Os anos se passaram e o menino resgatado das águas já era um homem a quem
Deus confiara a responsabilidade de ser o interlocutor diante do Faraó. Miriã
teve a alegria de poder, mais uma vez participar de um enredo ainda maior na
história do seu povo. Deus escolheu os caminhos mais espetaculares para trazer
libertação aos israelitas que, nesta época, viviam sob dura servidão no Egito.

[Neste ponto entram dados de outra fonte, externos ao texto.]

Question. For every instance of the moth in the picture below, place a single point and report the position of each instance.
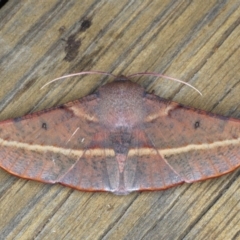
(120, 139)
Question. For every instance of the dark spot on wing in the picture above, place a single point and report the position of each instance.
(196, 124)
(44, 126)
(18, 119)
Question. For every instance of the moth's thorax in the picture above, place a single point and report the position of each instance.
(121, 104)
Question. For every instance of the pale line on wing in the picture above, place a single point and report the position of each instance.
(65, 151)
(188, 148)
(110, 152)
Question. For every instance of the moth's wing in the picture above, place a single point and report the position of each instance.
(145, 168)
(45, 146)
(195, 144)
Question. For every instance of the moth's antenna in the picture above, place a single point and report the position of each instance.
(164, 76)
(78, 74)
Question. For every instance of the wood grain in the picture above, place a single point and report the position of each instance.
(189, 40)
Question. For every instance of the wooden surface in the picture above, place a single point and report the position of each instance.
(191, 40)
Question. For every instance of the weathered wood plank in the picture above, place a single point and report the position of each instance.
(196, 42)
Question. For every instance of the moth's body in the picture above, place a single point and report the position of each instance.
(120, 139)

Os sinais, maravilhas e milagres ficaram marcados para sempre na história não,
apenas dos israelitas, mas da humanidade de maneira geral. No caminho da
liberdade, Faraó se arrependeu de ter “deixado” o povo ir e saiu decidida e
furiosamente ao encalço dos “fugitivos”. Mais uma vez Deus intervém e concede
livramento sobrenatural: a famosa travessia do Mar Vermelho. O mesmo local em
que os israelitas passaram serviu de sepultura para os perseguidores egípcios.
Do outro lado da margem, Moisés entoa uma linda canção de agradecimento a Deus e
Miriã lidera o povo através dos instrumentos e das danças. Seu papel de
coadjuvante foi, mais uma vez, de grande importância.
A maior crise enfrentada por Miriã foi provocada pela insatisfação com
a coadjuvância. Em um determinado momento aliou-se ao irmão Arão e questionou a
liderança de Moisés. Neste momento a missão foi menos importante do que o ego e,
quando alguém chega a este ponto, perde a saúde espiritual. Com a alma
adoecida, a vulnerabilidade para a ação do pecado é aumentada. Pobre Miriã,
insatisfeita com seu papel deu lugar à ambição egoísta. Não entendeu que há uma
distância que precisa ser respeitada entre o desejo de ser “ator principal” e o
caminho percorrido para chegar lá. Deixou de considerar a motivação que estava
por trás do seu desejo de ser “maior” do que Moisés. O assunto foi tão sério
que Deus não deixou para tratá-lo posteriormente. Os irmãos insatisfeitos
deveriam saber que Moisés havia sido colocado naquele “posto” por ele mesmo,
Deus. Miriã foi acometida por lepra e ficou isolada por um período por um
período de sete dias. Por sua causa todo o povo foi impedido de caminhar.
Por que às vezes agimos como Miriã e nos revoltamos contra todo tipo
de “Moisés” que está à nossa frente? Normalmente a causa de tanta insatisfação
é fruto de um ego inflado ou ferido. Faltam-nos, neste momento, a compreensão e
a convicção de que Deus não nos pretere em função de nossa posição hierárquica
em qualquer tipo de organização (até mesmo na igreja). Eu posso ser coadjuvante
e ser um eficaz agente de expansão do Reino de Deus nesta terra. Definitivamente
precisamos aprender e valorizar a coadjuvância. Nenhuma missão conhece o
sucesso sem a participação dos coadjuvantes.